KALANGAN DPR RI optimistis keputusan Mahkamah Konstitusi (MK) terkait gugatan uji materi UU No 32/2002 tentang Penyiaran akan menyelamatkan demokratisasi industri penyiaran. Putusan MK itu diharapkan dapat merombak sisi kelam industri penyiaran di Indonesia yang selama ini hanya dikuasai segelintir pengusaha.

"MK terlihat sangat hati-hati. Kami berharap keputusan MK kembali ke roh awal dibentuknya UU tersebut," kata anggota Komisi I DPR RI Effendy Choirie di Jakarta, Jumat (25/5).

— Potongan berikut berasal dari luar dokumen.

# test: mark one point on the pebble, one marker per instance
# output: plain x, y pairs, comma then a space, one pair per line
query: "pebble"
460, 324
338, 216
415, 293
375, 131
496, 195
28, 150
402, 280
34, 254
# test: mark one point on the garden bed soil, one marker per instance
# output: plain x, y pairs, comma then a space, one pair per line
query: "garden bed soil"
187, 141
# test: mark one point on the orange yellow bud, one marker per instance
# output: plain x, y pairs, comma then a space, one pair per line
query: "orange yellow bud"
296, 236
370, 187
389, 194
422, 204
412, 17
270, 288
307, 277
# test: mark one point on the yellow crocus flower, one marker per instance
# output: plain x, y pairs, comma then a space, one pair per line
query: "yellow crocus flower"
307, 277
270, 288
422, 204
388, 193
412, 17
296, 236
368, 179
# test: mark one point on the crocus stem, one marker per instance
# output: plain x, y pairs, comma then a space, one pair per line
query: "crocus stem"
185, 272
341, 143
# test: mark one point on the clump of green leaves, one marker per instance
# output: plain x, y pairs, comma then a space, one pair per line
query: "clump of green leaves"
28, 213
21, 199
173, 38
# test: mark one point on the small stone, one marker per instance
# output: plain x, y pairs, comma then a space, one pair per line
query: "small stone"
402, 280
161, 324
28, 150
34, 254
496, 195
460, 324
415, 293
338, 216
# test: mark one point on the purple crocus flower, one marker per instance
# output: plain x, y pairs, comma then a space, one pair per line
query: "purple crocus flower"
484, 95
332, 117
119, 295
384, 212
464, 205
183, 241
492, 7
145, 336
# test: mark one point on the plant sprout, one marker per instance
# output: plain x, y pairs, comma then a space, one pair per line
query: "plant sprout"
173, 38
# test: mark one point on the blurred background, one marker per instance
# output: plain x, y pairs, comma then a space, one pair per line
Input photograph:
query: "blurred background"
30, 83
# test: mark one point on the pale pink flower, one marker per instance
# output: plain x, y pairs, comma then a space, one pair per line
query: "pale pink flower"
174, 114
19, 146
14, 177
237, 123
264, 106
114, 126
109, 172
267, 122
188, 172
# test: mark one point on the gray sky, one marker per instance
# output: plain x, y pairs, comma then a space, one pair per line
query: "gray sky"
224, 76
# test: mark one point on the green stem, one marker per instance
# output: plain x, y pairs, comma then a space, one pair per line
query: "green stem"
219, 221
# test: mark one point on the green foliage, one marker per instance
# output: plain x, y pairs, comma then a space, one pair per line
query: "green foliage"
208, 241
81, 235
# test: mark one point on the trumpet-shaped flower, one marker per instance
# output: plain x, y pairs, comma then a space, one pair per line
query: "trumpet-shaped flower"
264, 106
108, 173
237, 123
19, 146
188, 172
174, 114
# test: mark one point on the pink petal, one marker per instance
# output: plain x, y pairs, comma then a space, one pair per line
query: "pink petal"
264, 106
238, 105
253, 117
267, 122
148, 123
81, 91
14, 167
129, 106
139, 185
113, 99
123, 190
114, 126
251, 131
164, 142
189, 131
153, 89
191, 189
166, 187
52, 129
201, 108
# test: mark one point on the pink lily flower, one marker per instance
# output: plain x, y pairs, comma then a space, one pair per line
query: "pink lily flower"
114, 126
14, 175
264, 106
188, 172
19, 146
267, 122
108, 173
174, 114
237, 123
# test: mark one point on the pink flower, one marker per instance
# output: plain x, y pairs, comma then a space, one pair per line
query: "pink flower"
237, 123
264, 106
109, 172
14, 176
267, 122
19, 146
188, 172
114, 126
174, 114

Ahli dalam persidangan gugatan uji materi UU Penyiaran itu menyatakan, semangat pembentukan UU Penyiaran adalah menjamin diversity of content (keberagaman isi) dan diversity of ownership (keberagaman kepemilikan), serta frekuensi adalah milik publik untuk kemakmuran rakyat.

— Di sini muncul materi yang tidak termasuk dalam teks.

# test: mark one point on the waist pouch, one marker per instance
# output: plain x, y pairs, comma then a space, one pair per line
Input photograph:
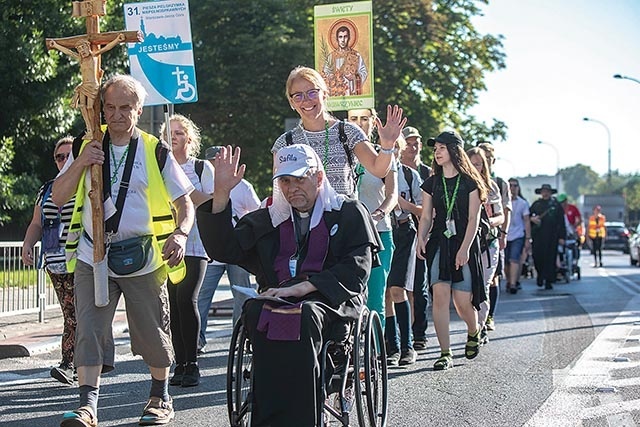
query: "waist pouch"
130, 255
281, 323
51, 235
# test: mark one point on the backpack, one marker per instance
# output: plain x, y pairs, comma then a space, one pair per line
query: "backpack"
199, 167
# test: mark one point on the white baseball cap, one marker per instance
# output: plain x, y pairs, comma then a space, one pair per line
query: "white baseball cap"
294, 160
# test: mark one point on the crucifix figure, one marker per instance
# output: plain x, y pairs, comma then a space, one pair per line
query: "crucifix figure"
86, 92
89, 48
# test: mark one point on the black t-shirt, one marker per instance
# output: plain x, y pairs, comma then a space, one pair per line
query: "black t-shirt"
433, 186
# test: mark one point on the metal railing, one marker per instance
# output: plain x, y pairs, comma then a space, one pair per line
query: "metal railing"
23, 289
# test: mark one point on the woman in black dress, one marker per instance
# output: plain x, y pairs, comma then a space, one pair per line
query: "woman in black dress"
451, 202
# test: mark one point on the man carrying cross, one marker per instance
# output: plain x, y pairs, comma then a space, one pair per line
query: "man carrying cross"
146, 223
86, 92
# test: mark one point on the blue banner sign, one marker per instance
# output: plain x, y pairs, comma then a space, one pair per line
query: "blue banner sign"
164, 61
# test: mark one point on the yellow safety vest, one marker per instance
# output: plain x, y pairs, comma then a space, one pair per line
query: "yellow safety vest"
160, 205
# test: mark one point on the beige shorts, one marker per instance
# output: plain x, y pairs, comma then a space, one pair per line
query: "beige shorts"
147, 306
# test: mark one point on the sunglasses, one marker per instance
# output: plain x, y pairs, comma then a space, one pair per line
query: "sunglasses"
311, 94
61, 157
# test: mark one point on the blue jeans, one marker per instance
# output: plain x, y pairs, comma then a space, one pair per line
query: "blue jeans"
237, 276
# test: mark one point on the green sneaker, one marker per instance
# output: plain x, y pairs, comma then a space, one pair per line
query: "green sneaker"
491, 325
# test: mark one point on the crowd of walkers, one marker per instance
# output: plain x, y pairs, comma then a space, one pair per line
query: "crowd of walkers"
451, 231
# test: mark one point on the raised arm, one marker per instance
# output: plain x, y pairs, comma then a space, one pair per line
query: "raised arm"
379, 164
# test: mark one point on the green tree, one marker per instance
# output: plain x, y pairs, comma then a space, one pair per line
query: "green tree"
428, 57
579, 180
37, 87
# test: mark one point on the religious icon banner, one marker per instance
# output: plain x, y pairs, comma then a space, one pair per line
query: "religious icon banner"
343, 34
164, 61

Jika MK mampu memulihkan semangat awal UU Penyiaran, mengembalikan frekuensi sebagai domain publik, hal itu akan dicatat sebagai sebuah prestasi tersendiri. "Saya yakin MK akan mengabulkan gugatan Koalisi Independen untuk Demokratisasi Penyiaran (KIDP). Dengan begitu, MK telah menyelamatkan wajah demokratisasi industru penyiaran," tegasnya.

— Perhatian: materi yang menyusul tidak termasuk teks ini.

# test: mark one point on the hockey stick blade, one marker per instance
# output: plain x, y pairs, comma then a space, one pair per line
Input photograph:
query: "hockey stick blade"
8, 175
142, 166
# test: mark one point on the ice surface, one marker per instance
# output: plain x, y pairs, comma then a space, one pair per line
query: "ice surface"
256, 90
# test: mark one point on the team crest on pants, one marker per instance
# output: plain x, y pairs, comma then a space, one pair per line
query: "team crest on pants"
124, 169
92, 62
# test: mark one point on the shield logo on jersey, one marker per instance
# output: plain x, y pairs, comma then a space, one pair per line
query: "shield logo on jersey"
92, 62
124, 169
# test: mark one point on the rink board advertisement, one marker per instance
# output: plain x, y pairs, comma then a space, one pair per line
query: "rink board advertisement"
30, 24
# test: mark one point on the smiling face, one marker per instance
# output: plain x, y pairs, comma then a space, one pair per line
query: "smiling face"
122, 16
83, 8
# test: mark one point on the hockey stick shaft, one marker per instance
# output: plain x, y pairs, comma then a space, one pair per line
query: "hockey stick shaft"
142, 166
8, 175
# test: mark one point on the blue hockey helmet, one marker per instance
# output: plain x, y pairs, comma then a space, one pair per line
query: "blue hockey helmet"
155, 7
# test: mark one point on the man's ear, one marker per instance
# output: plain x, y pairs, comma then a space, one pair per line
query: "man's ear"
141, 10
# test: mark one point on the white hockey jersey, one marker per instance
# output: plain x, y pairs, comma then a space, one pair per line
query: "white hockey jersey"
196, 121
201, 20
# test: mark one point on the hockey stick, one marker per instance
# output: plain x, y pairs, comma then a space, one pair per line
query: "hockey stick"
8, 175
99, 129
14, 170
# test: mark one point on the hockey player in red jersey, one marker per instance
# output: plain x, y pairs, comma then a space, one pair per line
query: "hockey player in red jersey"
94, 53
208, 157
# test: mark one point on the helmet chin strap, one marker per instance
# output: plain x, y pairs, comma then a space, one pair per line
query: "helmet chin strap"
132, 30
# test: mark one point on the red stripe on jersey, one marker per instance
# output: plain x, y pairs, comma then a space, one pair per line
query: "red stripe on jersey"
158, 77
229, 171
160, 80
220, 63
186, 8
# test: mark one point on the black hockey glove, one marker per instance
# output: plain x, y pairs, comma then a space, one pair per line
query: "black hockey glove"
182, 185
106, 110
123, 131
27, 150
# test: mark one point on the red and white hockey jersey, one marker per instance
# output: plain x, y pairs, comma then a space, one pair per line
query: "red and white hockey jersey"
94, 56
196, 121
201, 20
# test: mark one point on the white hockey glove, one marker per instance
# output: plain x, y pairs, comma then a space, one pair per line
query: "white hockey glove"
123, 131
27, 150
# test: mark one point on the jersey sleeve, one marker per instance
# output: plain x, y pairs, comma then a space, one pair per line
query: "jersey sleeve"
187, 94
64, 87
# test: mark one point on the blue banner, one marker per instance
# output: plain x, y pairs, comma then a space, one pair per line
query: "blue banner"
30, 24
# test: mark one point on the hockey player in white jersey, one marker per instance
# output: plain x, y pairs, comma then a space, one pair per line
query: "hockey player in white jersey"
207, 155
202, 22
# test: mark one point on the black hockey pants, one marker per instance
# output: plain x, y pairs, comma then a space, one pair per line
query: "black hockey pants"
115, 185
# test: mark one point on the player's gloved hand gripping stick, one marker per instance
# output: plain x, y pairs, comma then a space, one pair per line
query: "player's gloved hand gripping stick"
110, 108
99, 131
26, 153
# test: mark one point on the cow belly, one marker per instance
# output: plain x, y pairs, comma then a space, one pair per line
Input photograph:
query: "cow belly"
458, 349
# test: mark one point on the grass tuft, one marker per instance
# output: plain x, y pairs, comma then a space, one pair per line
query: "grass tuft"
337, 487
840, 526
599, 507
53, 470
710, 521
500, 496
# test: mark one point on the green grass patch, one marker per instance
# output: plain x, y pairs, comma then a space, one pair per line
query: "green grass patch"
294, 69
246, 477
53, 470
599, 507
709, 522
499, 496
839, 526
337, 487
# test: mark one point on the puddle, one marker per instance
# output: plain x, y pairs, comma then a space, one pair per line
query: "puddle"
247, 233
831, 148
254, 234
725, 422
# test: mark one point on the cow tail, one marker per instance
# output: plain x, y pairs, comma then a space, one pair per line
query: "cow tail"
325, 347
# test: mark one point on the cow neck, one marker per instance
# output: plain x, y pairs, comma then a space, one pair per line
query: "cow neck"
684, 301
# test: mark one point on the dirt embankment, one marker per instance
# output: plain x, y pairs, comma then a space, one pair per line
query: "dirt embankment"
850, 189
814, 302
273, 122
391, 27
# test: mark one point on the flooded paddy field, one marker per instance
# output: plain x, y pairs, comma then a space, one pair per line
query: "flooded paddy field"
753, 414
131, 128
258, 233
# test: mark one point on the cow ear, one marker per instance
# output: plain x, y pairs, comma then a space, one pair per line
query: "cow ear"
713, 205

Pendapat senada dilontarkan Koordinator KIDP Eko Maryadi. "MK akan mengubah wajah gelap industri penyiaran di tanah air dengan mengembalikan frekuensi yang selama ini dikuasai segelintir pengusaha kepada negara untuk kepentingan rakyat," papar Eko.

Tekanan media
Pada bagian lain, Eko menepis adanya rumor bahwa lambatnya majelis hakim konstitusi memutuskan perkara itu akibat adanya tekanan dari pelaku usaha media yang merasa kepentingan bisnisnya terusik.

"Integritas hakim konstitusi era Mahfud MD yang sudah teruji dalam berbagai kasus. Itu dasar keyakinan sehingga KIDP mengajukan permohonan uji materi UU Penyiaran," ungkapnya.

Pakar hukum tata negara Refly Harun menyatakan, frekuensi merupakan ranah publik sehingga tidak boleh dimonopoli. Karena itu, dibutuhkan satu aturan yang tegas dan keras, yang melarang monopoli dan pemindahtanganan frekuensi.

"Jika tidak, frekuensi akan dikuasai oleh segelintir orang, sehingga terjadi konglomerasi pembentukan opini. Ini mengancam demokratisasi penyiaran," imbuhnya.